Further to these conditions, the proximity and relationship to the nearby hostels and surrounding social housing developments suggest noteworthy, both historical and emergent, living conditions as informants to perceptions and aspirations towards the provision of services and housing.
Pre-Engagement & MOU
An elongated period of pre-engagement with the various leadership structures was conducted before the studio began, to clearly determine the nature of the studio and the expected outcomes and processes. These meeting included the local ward councillors, regional leadership, housing officials and NGO’s such as uTshani, ISN and CORC.

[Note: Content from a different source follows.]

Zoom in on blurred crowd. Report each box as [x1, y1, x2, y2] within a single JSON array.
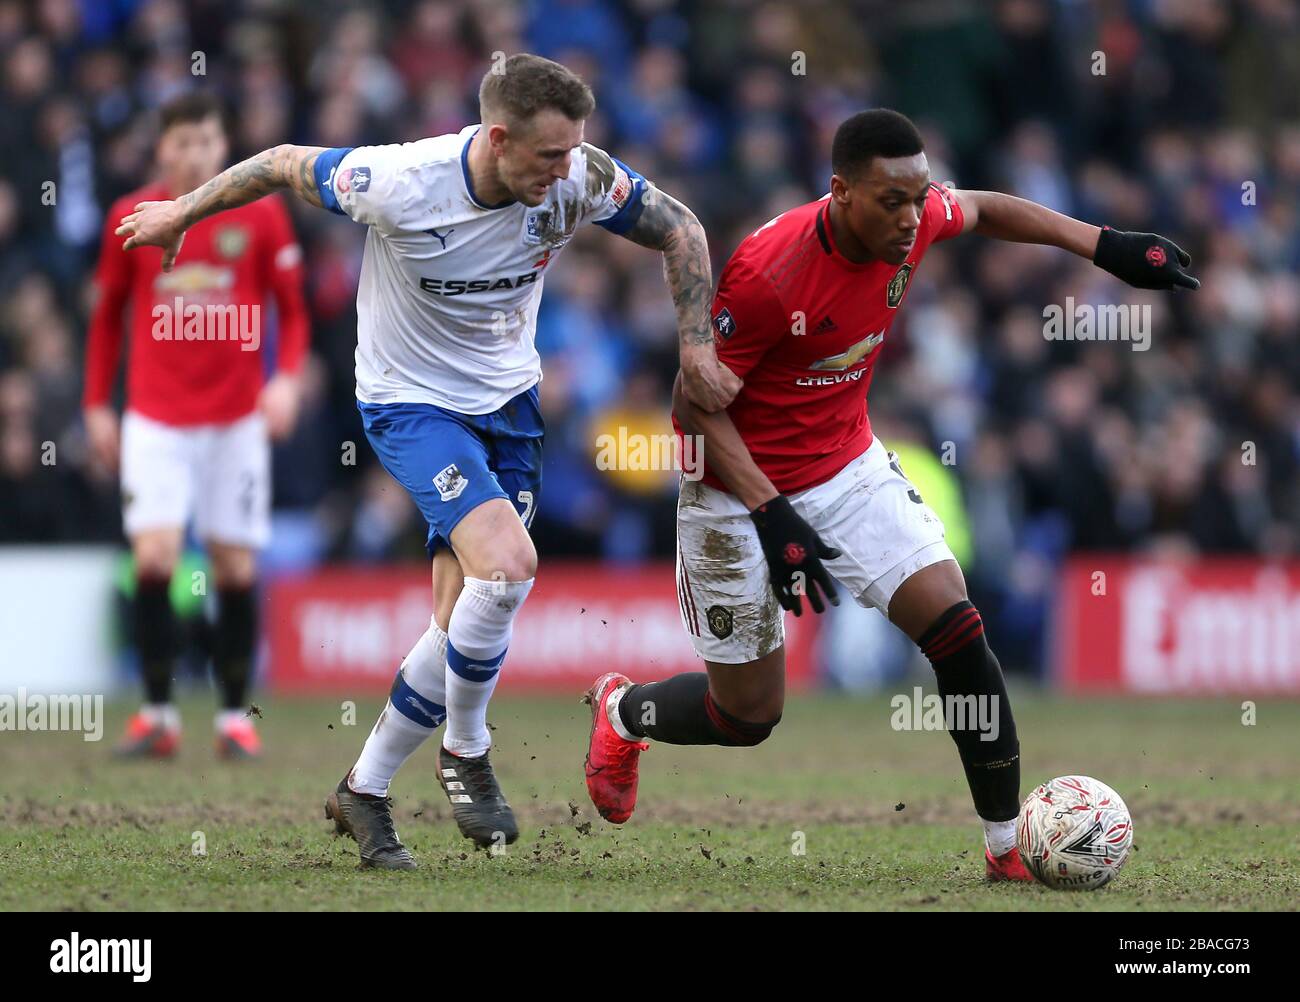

Before the studio began a multi year Memorandum of Understanding (MOU) was co-developed that carefully outlined the aims, structure and outcomes of the studio between the Denver Izinduna (local leadership) and AT.
Value Based Approach
The following values governed the nature of all engagements conducted in throughout the multi-year program.
Do no harm
Work ethically and sensitively in precarious spatial environments and human settlements.
Respect and acknowledge the value of settlement residents in processes of research and design.

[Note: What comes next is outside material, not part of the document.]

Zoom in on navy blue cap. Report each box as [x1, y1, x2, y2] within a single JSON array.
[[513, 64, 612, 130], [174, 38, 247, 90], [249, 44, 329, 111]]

With a focus on generating useful knowledge to inform and capacitate self-made (grassroots) change, Involving students, lecturers,
residents, professionals and local governance.
Interrogate assumed roles and definitions of spatial practitioners in a South African context.
Generate responsive ways of working within spatially chaotic and unequal scenarios.
Work in partnership with organised community groups, thus building on local community knowledge and objectives.
Collectively identify necessary ‘outcomes’ (with residents, NGOs, Local Gov).
Initiate and support long-term relationships.
Tie into existing processes
Identify and assist on-the-ground initiatives already in motion (current upgrades, clean-ups etc).
Track, effect and inform governmental policies and/or initiatives in place. (NUSP, DoHS).
Assist local organisations with community focussed processes (SA SDI)
Investigate and develop emerging methodologies
Strategically employ and develop current and emerging methods of working in informal settlements:
The following themes were identified as key concepts for the studios. Each theme held a potential scale and time-frame for action planning considerations i.e. short-medium-long term strategies at dwelling scale, interface scale, system scale, settlement scale, regional scale etc.
Developing a grounded and critical understanding of ‘on the ground’ realities with, and for, the residents. This understanding is aimed at promoting spatial justice through social, economic, political and physical factors as influences in aformal scenarios.
Settlements that promote sustainable and equitable dwelling (living) through social, economic and communal opportunity through the planning for; improvement of systems, spaces and places that allow equitable co-existence. A focus on housing, services and healthcare
The co-production of visions, action plans and joint objectives towards short, medium and long-term potentials. Community action plans as mobilising elements for spatial justice and humane environments.
Within each of these key themes the following (more quantative and qualitative) considerations have been identified as sub-focuses: (Note: a diagram of this matrix will be included in the studio info pack)
Wellbeing/healthscapes (A rhizomatic healthscape is defined as non-fixed health provision which minimises obduracy (inflexibility) and follows open building theory (Habraken), and extending it to design scales around and above architecture.)